The steps give you enough time, enough to recall the whole drama. In the background, the ocean is already pounding in untameable anger, nebulously and ominously. Just ready to erupt, to let the waves go heading off to the beach with all-extinguishing power. On the beach: two men doing battle. One of them is fighting for the great rush of freedom by catching the final wave on his surf board. The other one is battling for the satisfaction of gaining moral high ground to hand over his arch-enemy to the law. Finally, the law enforcer falls prey to the hypnotising consistency of his opponent and tumbles into the water. Patrick Swayze and Keanu Reeves in the final scene of Point Break at Bells Beach. Only the toughest people come here to surf. The beach is renowned worldwide for its unique waves, their size, their dimension, their power. Further up, somebody carved “If you can’t surf, fuck off!” into the wooden railing at the steps. The wind hisses from the ocean as if wanting to knock you off the steps, slate-grey clouds loom threateningly on the endless horizon. Bells Beach is harsh beauty.

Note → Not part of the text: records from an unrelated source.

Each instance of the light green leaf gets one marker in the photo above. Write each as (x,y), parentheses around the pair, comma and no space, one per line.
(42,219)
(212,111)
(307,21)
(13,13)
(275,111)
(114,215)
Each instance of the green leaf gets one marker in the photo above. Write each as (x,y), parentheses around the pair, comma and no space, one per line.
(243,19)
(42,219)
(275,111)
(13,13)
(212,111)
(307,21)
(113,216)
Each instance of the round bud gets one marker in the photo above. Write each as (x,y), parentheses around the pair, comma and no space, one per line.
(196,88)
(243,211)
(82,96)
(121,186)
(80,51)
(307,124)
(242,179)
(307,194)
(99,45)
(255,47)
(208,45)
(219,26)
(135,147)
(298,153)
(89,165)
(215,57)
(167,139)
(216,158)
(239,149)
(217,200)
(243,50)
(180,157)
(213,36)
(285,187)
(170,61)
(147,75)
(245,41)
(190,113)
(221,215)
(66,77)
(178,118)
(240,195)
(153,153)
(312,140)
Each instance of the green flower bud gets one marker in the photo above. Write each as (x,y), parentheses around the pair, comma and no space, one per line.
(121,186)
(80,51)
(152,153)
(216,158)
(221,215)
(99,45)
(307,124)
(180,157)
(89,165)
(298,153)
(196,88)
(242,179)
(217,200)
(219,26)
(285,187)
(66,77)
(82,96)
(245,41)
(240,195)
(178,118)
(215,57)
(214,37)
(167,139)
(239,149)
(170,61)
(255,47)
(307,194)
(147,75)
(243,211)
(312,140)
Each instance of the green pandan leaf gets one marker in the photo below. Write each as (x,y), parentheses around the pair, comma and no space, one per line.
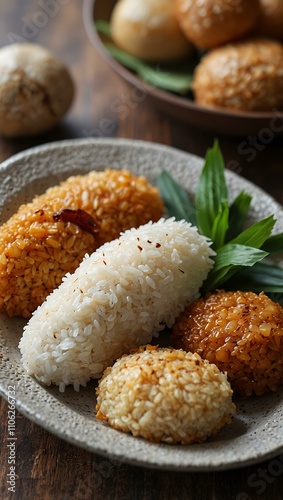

What is left of the native rain forest which once covered the area is now protected in the Great Otway National Park. Eucalyptus regnans, also called Mountain Ash, is the mightiest living thing on earth. Lumperjacks once talked about a tree a height of 150 metres. The average height of the trees in the park is still 80 to 90 metres. The birth of such trees goes back to a time when Isaac Newton saw the light of day and Rembrandt was creating his masterpieces. These giants swallow everything, the light of the sun, the noise of civilisation. In the midst of root systems and ferns, and backdrops akin to fantasy worlds, the human being becomes rather insignificant in stature.
Dramatic shipwreck coast
A few minutes down towards the cape, and the powers emanating from the forest are severed. Lizzie Corke and Shayne Neal have found their perfect spot on a site previously cleared of woodland. The couple run the Cape Otway Centre for Conservation Ecology, an institution that is now regarded as an example par excellence for sustainable tourism in Australia. “Come on in, I need to give my babies the bottle,” says a blond freckled woman from behind the fly-screen door. Soon we find out that the babies are orphaned wallabies Lizzie is nursing back to health. Shayne puts milk into the bottle and talks about the beginnings: “We were looking for exactly this kind of lives and threw ourselves into the adventure of our life ten years ago.” And it was worth it. The Centre has grown constantly and employs many like-minded people and scientists who share the common idea that sustainable life can work out.
In the purple light of dusk we observe animals along the Koala Ridge Walk. Grey kangaroos mistreat the grass at a safe distance to their observers. The trail leads back into the forest from where pig-like grunts can be heard, only a bit longer, louder and more dangerous. Lizzie laughs: “Typical territorial protective behaviour of a male koala.” And indeed, there are lazy furballs up in the forked branches of the trees.
The next day starts in simple plain white with the light house at Cape Otway which, up above the sea, marks the start of the Shipwreck Coast which stretches towards the west. Many ships were wrecked and hundreds, or even thousands of lives lost along the often rocky coast. Originally it was the convicts from England on their way to Sydney, and later on adventurers in the gold rush, lured by the gold in Victoria and New South Wales. In Port Campbell National Park, where the twelve photogenic Apostles stand in the sea, you can well imagine their perky character. What is Australia doing there? It simply comes to an end. Not a gradual slope towards the sea. No, without any warning, there is a 50 metre high sandstone wall. A stone-coloured and warming golden glimmer at the end of the world. It does not get any more spectacular than that.
Great Ocean Road
the Great Ocean Road starts about one and a half hours away from Melbourne and winds its way along the coast of Victoria for about 250 kilometres. The start of the panorama route bearing the official name B100 is just after the surfer town of Torquay. From there it goes west to Warrnambool. Rainforest and deserted dream-like beaches frame the Great Ocean Road and with a bit of luck, you can spot some whales. For a relaxed roadtrip, you should plan at least three days.